“Ragtime” is a show about how the world changes and how, for the short time we are here, we either change with it, are changed by it, or are destroyed in the process.
It’s a theme that E.L. Doctorow approaches often in his writing. It drove his novel “Ragtime,” which the musical is based on, and it drives his latest work of fiction, “Homer and Langley.” It is a great theme of American literature, and whether the metaphor is the opening years of the 20th century or the reclusive life of the Collyer brothers, it is something we must all grapple with.
Seeing “Ragtime” the musical again after nearly 11 years, it’s clear that in 1998, Terrence McNally’s book and the score by Stephen Flaherty and Lyn Ahrens truly captured this sense of unease and change, both in the content of the show and its structure. It stands today as an early example of the kind of narrative arc and use of songs that has become common in everything from “Spring Awakening” to “Next to Normal.”
The revival of “Ragtime” surpasses the original — and is a triumph in its own right
In the new streamlined, but still sumptuous production directed and choreographed by Marcia Milgrom Dodge, the show takes on a new resonance, immediacy, and heart that is essential to the story. The issues of immigration, racial struggle, ignorance, and fear are as rampant today as they were at the turn of the 20th century.
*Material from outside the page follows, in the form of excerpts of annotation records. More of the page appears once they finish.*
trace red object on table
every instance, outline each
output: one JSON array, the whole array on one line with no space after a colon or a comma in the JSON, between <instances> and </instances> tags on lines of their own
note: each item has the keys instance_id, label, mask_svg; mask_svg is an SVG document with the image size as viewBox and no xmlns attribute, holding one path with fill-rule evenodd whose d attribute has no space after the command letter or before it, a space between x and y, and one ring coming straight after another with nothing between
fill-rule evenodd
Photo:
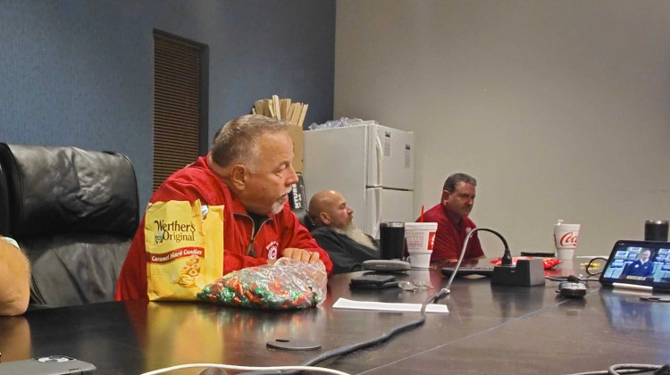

As we watch the antics of Evelyn Nesbit and Harry Houdini, the struggle of Tateh the immigrant trying to find himself, the injustices wreaked on Coalhouse Walker, Jr., and his wife and child, and feel the forces that irrevocably transform the family identified only as Father, Mother, Mother’s Younger Brother, The Little Brother, and Grandfather, who represent the order inevitably being changed, the emotions and struggles hit home as profoundly today as they did in that long-ago time. The images may evoke a lost age on the surface, but the human experience remains the same today.
Dodge has directed with precision and economy, and on Derek McLane’s magnificent set that conjures the arches and columns, cast iron buildings, and new machinery of the Ragtime era, we watch as the three groups — the African Americans, the immigrants, and The Family — find themselves increasingly bound together. What remains remarkable about McNally’s book is that he finds the humanity in each of his characters, and though it’s sketchy as required by the form, by the end of the show we feel we know these people and their world.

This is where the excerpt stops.